Roma - La presidenza palestinese ha denunciato oggi un «tentativo di golpe» da parte di alcuni leader politici e militari all’interno di Hamas, che «si sentono danneggiati dagli accordi della Mecca» dai quali è scaturito il governo di unità nazionale fra il movimento integralista islamico e il partito del presidente Abu Mazen (Mahmud Abbas), al Fatah. Gli accordi sono stati firmati l’8 febbraio scorso e il 15 marzo si è formato il governo di unità nazionale.

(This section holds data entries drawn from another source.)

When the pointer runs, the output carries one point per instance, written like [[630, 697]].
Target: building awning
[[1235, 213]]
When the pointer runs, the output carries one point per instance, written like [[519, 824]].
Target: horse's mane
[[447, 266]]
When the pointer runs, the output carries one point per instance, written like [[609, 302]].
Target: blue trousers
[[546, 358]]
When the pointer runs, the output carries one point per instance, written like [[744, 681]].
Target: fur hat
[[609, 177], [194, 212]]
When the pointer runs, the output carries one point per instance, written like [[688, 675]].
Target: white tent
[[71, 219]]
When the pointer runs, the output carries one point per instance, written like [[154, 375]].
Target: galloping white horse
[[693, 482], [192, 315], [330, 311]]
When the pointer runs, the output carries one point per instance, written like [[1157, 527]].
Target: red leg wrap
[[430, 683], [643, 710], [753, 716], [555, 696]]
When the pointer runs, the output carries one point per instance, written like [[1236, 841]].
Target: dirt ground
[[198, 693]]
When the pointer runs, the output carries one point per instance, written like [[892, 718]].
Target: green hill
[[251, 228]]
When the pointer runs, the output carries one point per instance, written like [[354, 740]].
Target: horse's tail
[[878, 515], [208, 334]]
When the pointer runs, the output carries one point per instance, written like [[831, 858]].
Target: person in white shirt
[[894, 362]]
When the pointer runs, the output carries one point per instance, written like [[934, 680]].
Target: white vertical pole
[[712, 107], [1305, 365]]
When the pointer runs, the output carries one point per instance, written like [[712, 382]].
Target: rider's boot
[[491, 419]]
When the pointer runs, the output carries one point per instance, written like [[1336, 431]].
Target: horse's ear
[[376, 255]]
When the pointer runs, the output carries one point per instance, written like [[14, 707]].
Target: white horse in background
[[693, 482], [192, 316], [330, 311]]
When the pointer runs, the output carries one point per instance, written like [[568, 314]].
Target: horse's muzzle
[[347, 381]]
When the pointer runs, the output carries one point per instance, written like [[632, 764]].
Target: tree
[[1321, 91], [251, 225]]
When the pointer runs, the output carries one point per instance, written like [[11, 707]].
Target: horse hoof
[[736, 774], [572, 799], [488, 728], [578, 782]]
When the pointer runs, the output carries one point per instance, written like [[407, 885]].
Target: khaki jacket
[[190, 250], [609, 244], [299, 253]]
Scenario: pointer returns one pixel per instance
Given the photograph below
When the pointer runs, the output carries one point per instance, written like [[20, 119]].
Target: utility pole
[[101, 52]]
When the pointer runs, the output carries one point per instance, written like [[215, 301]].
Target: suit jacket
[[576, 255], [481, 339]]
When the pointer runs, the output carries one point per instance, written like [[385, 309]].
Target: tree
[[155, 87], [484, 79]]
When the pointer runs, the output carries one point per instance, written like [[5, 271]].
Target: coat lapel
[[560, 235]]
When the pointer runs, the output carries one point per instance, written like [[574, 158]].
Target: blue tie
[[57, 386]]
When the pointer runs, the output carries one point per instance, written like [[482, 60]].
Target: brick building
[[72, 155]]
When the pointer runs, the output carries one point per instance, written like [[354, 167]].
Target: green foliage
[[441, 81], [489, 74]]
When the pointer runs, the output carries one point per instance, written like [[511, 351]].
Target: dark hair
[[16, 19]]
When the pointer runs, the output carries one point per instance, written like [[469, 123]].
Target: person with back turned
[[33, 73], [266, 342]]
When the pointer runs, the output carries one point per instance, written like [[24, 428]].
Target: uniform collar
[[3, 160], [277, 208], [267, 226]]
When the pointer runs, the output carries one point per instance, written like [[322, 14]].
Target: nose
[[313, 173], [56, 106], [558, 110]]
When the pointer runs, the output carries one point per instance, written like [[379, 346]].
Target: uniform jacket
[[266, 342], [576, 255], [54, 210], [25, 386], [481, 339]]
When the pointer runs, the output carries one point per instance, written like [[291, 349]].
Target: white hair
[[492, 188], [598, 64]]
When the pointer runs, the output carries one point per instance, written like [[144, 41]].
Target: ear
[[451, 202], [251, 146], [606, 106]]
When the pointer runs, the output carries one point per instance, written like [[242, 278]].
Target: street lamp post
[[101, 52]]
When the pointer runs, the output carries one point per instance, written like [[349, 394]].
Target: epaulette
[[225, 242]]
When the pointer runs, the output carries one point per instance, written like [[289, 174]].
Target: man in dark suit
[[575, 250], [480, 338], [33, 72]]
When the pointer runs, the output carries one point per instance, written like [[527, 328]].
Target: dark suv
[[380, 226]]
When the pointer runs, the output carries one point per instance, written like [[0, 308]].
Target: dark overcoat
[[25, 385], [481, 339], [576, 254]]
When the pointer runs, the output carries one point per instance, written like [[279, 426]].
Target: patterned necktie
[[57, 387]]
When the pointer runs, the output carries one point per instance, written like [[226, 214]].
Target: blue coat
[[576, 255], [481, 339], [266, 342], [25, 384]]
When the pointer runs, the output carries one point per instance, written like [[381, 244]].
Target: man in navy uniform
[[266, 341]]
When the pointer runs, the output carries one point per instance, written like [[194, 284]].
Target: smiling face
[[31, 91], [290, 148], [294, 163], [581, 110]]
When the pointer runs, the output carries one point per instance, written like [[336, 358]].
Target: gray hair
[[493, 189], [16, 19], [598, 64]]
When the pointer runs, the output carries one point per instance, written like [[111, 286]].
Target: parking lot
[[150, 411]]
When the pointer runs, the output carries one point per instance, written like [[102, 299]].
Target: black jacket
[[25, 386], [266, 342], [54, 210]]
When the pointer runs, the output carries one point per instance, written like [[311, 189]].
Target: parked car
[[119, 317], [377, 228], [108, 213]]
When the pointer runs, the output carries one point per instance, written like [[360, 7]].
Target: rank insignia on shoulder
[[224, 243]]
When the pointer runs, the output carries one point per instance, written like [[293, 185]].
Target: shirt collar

L'intesa Msahaal-Abu Mazen Alla Mecca il leader in esilio di Hamas, Khaled Meshaal, e Abu Mazen avevano concordato di affidare la guida del nuovo esecutivo al premier uscente Ismail Haniyeh e i tre principali ministeri - interni, esteri e finanze - a indipendenti. Al Fatah avrebbe avuto un vicepremier. Nove portafogli sarebbero stati assegnati a Hamas, sei al Fatah, sei ai piccoli partiti e agli indipendenti. Ma sull’assegnazione del dicastero chiave degli interni erano subito sorti ostacoli. L’accordo prevedeva che Hamas avrebbe scelto il ministro ma che sarebbe stata necessaria l’approvazione anche di Abu Mazen. Sul programma politico del nuovo governo restavano punti non chiari. Nell’accordo reso pubblico alla Mecca e nella lettera di reincarico a Haniyeh di Abu Mazen non c’è accenno a un riconoscimento di Israele. Il governo è invitato al «rispetto» della legalità internazionale e degli accordi finora siglati dall’Olp. Una formula già accettata nelle trattative delle precedenti settimane da Hamas, ma che Abu Mazen rifiutava esigendo un impegno a «conformarsi» agli accordi dell’Olp con Israele, fra cui quelli di Oslo, riconoscendo così implicitamente lo Stato ebraico. Ma già nelle ore successive all’annuncio dell’accordo, in seno a Hamas si levavano voci dissonanti su questo punto centrale per superare il boicottaggio internazionale.